By Dennis Crouch
In November 2012, I posted about the fact that a large number US Attorneys are actually listed as "patent agents" on the USPTO rolls rather than patent attorneys. While this issue is typically rather minor it does have a few implications. First, it creates an artificial disconnect between state attorney conduct regulators and the USPTO's Office of Enrollment and Discipline (OED). The professional status of Patent Agents is regulated only by the USPTO while the Patent Attorneys are regulated by both the USPTO and the relevant state of attorney registration. Second, the misidentification causes policymakers to over-estimate the number practicing patent agents. The combination of these two issues pushes the USPTO's OED to be more proactive and aggressive because it believes itself to be the sole regulator of so many patent law professionals. Finally, the misidentification creates some confusion in the marketplace – especially for innovators looking particularly to hire a patent agent because of their perceived lower cost and greater technological focus. See: Dennis Crouch, Are you a Patent Attorney Masquerading as a Patent Agent? at http://www.patentlyo.com/patent/2012/11/patent-attorney-agent-registration-status.html.

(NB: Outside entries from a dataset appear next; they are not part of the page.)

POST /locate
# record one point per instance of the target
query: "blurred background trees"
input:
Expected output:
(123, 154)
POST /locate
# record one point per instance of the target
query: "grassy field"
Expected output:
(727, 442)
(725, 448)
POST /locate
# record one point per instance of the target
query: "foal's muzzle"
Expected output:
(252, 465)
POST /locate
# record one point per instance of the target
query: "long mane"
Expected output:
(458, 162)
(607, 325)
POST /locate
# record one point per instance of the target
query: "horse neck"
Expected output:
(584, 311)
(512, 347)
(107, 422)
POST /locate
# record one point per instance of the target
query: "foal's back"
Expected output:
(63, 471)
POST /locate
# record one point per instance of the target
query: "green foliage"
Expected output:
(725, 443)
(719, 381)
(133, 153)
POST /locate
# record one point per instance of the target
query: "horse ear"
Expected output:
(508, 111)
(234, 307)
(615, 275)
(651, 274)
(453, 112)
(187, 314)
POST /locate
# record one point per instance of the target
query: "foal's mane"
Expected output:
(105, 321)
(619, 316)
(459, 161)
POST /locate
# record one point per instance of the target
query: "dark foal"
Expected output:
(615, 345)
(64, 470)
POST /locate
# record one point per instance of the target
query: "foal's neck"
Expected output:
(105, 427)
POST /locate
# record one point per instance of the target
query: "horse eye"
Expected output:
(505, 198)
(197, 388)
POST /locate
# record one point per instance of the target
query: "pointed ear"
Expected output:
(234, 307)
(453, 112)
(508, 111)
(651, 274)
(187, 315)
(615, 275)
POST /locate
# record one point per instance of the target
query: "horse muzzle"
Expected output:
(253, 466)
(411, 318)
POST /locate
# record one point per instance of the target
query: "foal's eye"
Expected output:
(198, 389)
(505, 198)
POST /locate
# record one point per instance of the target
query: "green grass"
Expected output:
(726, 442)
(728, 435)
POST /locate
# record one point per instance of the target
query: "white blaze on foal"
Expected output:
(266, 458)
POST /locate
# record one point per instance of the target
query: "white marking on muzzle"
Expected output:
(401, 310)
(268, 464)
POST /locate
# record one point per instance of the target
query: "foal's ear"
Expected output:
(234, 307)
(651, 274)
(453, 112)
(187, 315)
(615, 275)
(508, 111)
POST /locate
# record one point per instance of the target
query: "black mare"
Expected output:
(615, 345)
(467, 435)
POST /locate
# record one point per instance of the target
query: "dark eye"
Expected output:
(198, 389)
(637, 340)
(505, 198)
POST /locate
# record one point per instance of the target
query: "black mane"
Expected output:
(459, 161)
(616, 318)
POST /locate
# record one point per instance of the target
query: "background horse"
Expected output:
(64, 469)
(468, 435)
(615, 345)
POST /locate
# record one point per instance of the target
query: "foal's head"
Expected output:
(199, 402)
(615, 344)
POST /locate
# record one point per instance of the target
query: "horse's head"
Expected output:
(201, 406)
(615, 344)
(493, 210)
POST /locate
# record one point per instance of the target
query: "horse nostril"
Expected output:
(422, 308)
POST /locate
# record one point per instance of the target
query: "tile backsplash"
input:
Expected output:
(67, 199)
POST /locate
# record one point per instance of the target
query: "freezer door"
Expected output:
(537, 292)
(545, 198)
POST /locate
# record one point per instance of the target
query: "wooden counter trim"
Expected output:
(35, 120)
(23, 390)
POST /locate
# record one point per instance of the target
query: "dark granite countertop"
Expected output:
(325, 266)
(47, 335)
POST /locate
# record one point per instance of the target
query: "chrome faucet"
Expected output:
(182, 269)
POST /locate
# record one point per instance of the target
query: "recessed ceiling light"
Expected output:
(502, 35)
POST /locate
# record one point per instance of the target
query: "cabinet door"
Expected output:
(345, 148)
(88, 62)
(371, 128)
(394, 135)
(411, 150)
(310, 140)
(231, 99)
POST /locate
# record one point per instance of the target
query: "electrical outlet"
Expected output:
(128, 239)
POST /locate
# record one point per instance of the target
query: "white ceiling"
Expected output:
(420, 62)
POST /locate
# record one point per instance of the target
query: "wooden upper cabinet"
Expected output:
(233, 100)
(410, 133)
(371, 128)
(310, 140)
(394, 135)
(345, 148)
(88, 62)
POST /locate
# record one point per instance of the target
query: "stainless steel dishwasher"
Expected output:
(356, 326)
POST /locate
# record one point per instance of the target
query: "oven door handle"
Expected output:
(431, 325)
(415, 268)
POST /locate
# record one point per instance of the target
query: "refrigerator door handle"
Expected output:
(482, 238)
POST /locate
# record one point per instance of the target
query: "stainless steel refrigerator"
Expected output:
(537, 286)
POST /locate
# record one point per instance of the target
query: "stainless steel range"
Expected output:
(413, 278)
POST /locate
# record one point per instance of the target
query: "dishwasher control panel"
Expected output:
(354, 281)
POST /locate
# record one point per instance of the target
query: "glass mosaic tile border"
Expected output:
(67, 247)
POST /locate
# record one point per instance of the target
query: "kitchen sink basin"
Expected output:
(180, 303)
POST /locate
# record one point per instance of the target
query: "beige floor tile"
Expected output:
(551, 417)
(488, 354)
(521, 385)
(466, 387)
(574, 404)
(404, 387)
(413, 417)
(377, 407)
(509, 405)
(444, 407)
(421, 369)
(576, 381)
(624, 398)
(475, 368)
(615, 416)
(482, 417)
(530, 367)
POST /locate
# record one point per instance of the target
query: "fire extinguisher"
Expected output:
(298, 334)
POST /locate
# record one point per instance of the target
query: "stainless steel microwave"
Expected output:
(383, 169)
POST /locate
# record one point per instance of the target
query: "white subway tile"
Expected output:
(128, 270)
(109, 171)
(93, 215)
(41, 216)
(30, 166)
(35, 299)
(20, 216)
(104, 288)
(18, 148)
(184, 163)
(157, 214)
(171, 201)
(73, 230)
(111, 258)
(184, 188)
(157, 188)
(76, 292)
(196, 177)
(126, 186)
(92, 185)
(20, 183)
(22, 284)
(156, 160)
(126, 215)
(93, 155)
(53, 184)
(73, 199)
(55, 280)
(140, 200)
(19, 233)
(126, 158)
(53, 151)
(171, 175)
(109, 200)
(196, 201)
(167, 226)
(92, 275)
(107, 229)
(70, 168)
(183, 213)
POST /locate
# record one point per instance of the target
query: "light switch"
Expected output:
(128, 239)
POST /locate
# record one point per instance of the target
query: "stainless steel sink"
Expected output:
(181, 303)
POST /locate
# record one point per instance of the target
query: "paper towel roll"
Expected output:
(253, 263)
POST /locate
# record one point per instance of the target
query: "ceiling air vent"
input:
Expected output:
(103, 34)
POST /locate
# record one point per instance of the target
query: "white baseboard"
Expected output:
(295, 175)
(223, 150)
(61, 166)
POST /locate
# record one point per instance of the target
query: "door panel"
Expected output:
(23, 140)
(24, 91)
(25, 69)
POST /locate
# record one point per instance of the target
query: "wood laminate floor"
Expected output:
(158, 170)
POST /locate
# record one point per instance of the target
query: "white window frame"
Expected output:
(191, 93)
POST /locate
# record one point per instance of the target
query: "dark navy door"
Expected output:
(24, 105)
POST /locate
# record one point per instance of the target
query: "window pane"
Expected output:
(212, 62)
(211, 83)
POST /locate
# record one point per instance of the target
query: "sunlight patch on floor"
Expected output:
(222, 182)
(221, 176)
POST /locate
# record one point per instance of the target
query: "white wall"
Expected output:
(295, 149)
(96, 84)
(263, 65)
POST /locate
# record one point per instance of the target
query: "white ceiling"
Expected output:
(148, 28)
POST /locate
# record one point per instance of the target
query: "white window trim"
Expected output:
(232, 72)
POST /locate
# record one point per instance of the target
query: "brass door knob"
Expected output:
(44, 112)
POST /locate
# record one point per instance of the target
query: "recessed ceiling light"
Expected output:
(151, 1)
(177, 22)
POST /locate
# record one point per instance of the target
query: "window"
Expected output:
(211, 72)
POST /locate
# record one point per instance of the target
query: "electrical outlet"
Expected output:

In the November post, I particularly called-out the Finnegan Henderson firm for having a large number of patent attorneys actually listed as patent agents in addition to well-known patent litigator Joe Re from Knobbe who was also listed as a patent agent. I just pulled-up the USPTO Roster again and found that Joe Re is now officially a patent attorney as are about 20 Finnegan attorneys who were previously listed as patent agents. In all, more than 200 attorneys have changed their status in the past two months. I suspect that there are at least 1,000 more individuals who are still misidentified on the rolls.